Dia menilai daycare bermasalah yang ilegal itu acap mengabaikan lingkungan sekitar dengan tidak melakukan izin ke tokoh masyarakat ataupun perangkat desa. Padahal, Diyah menjelaskan pendirian daycare diwajibkan mendapat izin dari dinas pendidikan setempat serta pemerintah daerah.

"Aturan sudah ada, tetapi pengawasan yang bisa dilakukan oleh pemerintah mungkin masih lemah dan seolah menunggu saja, tidak pro aktif," ucapnya.

Dia menyatakan daycare yang memiliki izin kecil kemungkinan melakukan kekerasan atau tindakan melanggar hukum. Sebab, Diyah mengatakan daycare yang sudah mengantongi izin akan mendapat pembinaan, pengawasan, serta supervisi dari pemerintah daerah.

Selain itu, dia mengatakan pola penganiayaan yang diduga terjadi di Daycare Little Aresha Yogyakarta ini bersifat tersistematis. Menurut dia, ada semacam standar operasional prosedur yang diberlakukan ke anak-anak di jam tertentu mendapat perlakuan kaki atau tangan diikat.

Orang tua, kata Diyah, juga dilarang melihat langsung pola pengasuhan anak-anak di jam-jam tertentu. "Serta dilakukan masif oleh pengasuh, maka seolah sudah ada instruksi demikian (melakukan kekerasan)," ucapnya.

Diyah mendesak pemerintah dan aparat penegak hukum menelusuri secara menyeluruh peristiwa dugaan penganiyaan di daycare, khususnya ke pimpinan dan pemilik yayasan. Dia juga berharap Pemerintah Kota Yogyakarta mengevaluasi seluruh daycare di wilayah tersebut dengan mendata perizinan.

"Tentu saja KPAI juga berharap agar Daycare Little Aresha ini ditutup permanen," ujar Diyah.
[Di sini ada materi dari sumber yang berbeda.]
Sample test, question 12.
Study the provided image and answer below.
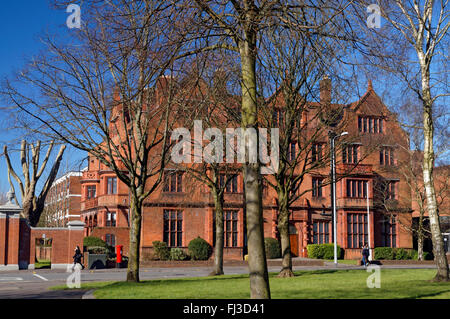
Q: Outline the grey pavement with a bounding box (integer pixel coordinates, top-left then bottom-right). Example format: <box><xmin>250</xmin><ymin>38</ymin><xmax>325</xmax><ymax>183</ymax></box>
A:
<box><xmin>0</xmin><ymin>262</ymin><xmax>436</xmax><ymax>299</ymax></box>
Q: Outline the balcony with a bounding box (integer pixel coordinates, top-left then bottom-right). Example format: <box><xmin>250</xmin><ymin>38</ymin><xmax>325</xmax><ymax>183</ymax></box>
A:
<box><xmin>81</xmin><ymin>198</ymin><xmax>98</xmax><ymax>211</ymax></box>
<box><xmin>83</xmin><ymin>171</ymin><xmax>100</xmax><ymax>181</ymax></box>
<box><xmin>336</xmin><ymin>163</ymin><xmax>373</xmax><ymax>175</ymax></box>
<box><xmin>336</xmin><ymin>197</ymin><xmax>373</xmax><ymax>209</ymax></box>
<box><xmin>98</xmin><ymin>194</ymin><xmax>129</xmax><ymax>206</ymax></box>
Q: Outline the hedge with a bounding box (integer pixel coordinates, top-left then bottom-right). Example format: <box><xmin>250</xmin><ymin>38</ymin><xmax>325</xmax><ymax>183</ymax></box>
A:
<box><xmin>373</xmin><ymin>247</ymin><xmax>433</xmax><ymax>260</ymax></box>
<box><xmin>306</xmin><ymin>244</ymin><xmax>343</xmax><ymax>259</ymax></box>
<box><xmin>152</xmin><ymin>240</ymin><xmax>170</xmax><ymax>260</ymax></box>
<box><xmin>264</xmin><ymin>237</ymin><xmax>281</xmax><ymax>259</ymax></box>
<box><xmin>170</xmin><ymin>248</ymin><xmax>189</xmax><ymax>260</ymax></box>
<box><xmin>188</xmin><ymin>237</ymin><xmax>212</xmax><ymax>260</ymax></box>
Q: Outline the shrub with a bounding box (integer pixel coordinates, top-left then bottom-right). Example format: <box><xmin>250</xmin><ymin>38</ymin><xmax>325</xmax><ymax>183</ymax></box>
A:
<box><xmin>264</xmin><ymin>237</ymin><xmax>281</xmax><ymax>259</ymax></box>
<box><xmin>188</xmin><ymin>237</ymin><xmax>212</xmax><ymax>260</ymax></box>
<box><xmin>152</xmin><ymin>241</ymin><xmax>170</xmax><ymax>260</ymax></box>
<box><xmin>170</xmin><ymin>248</ymin><xmax>188</xmax><ymax>260</ymax></box>
<box><xmin>373</xmin><ymin>247</ymin><xmax>395</xmax><ymax>260</ymax></box>
<box><xmin>394</xmin><ymin>248</ymin><xmax>409</xmax><ymax>260</ymax></box>
<box><xmin>408</xmin><ymin>249</ymin><xmax>419</xmax><ymax>260</ymax></box>
<box><xmin>306</xmin><ymin>244</ymin><xmax>342</xmax><ymax>259</ymax></box>
<box><xmin>423</xmin><ymin>251</ymin><xmax>434</xmax><ymax>260</ymax></box>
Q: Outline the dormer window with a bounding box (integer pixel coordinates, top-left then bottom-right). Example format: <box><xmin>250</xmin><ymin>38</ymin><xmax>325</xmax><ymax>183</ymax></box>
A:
<box><xmin>358</xmin><ymin>116</ymin><xmax>383</xmax><ymax>134</ymax></box>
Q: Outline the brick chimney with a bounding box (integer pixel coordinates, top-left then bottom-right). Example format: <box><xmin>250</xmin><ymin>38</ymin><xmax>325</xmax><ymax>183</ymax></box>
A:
<box><xmin>319</xmin><ymin>75</ymin><xmax>331</xmax><ymax>104</ymax></box>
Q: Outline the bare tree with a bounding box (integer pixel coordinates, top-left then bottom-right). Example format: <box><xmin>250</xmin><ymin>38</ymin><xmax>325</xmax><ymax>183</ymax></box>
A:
<box><xmin>360</xmin><ymin>0</ymin><xmax>450</xmax><ymax>281</ymax></box>
<box><xmin>3</xmin><ymin>140</ymin><xmax>66</xmax><ymax>226</ymax></box>
<box><xmin>182</xmin><ymin>0</ymin><xmax>356</xmax><ymax>298</ymax></box>
<box><xmin>2</xmin><ymin>0</ymin><xmax>190</xmax><ymax>282</ymax></box>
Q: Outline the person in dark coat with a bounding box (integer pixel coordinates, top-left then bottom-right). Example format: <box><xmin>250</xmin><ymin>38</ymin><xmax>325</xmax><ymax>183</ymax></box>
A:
<box><xmin>362</xmin><ymin>244</ymin><xmax>370</xmax><ymax>266</ymax></box>
<box><xmin>72</xmin><ymin>246</ymin><xmax>84</xmax><ymax>270</ymax></box>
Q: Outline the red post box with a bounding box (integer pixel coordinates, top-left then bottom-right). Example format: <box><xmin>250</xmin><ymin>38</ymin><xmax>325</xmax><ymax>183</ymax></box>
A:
<box><xmin>116</xmin><ymin>245</ymin><xmax>123</xmax><ymax>265</ymax></box>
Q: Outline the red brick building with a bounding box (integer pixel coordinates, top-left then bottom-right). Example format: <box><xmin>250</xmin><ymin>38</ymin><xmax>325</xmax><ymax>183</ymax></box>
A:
<box><xmin>81</xmin><ymin>80</ymin><xmax>412</xmax><ymax>259</ymax></box>
<box><xmin>40</xmin><ymin>171</ymin><xmax>82</xmax><ymax>227</ymax></box>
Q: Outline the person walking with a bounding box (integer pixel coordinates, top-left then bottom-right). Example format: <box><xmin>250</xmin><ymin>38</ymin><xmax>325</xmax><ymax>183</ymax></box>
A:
<box><xmin>72</xmin><ymin>246</ymin><xmax>84</xmax><ymax>271</ymax></box>
<box><xmin>362</xmin><ymin>244</ymin><xmax>370</xmax><ymax>267</ymax></box>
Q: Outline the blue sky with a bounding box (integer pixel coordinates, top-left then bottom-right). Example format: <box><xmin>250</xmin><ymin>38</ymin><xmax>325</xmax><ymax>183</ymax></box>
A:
<box><xmin>0</xmin><ymin>0</ymin><xmax>446</xmax><ymax>196</ymax></box>
<box><xmin>0</xmin><ymin>0</ymin><xmax>82</xmax><ymax>192</ymax></box>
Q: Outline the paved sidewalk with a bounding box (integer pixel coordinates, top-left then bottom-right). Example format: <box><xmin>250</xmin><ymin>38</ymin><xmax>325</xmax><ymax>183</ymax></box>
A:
<box><xmin>0</xmin><ymin>262</ymin><xmax>442</xmax><ymax>299</ymax></box>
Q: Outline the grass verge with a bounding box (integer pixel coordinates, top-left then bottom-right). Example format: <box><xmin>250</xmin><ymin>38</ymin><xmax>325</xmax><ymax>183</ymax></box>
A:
<box><xmin>53</xmin><ymin>269</ymin><xmax>450</xmax><ymax>299</ymax></box>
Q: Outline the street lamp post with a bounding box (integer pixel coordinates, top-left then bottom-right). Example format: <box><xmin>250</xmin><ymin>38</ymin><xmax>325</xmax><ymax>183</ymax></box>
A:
<box><xmin>329</xmin><ymin>131</ymin><xmax>348</xmax><ymax>267</ymax></box>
Wali Kota Yogyakarta Hasto Wardoyo menuturkan daycare bernama Little Aresha itu beroperasi secara ilegal. "Tanpa izin TPA (tempat penitipan anak), PAUD, maupun TK," kata dia.

Hasto menegaskan bahwa ketiadaan izin membuat pemerintah kecolongan dalam memverifikasi standar operasional pengasuhan, dapur, hingga fasilitas sanitasi.

Sebagai tindak lanjut, Pemerintah Kota Yogyakarta akan segera melakukan penyisiran massal terhadap seluruh lembaga penitipan anak guna memastikan keamanan serta legalitas layanan yang diberikan kepada masyarakat.

Polresta Yogyakarta telah menetapkan 13 orang tersangka yang terdiri dari satu kepala yayasan, satu kepala sekolah, dan sebelas pengasuh. 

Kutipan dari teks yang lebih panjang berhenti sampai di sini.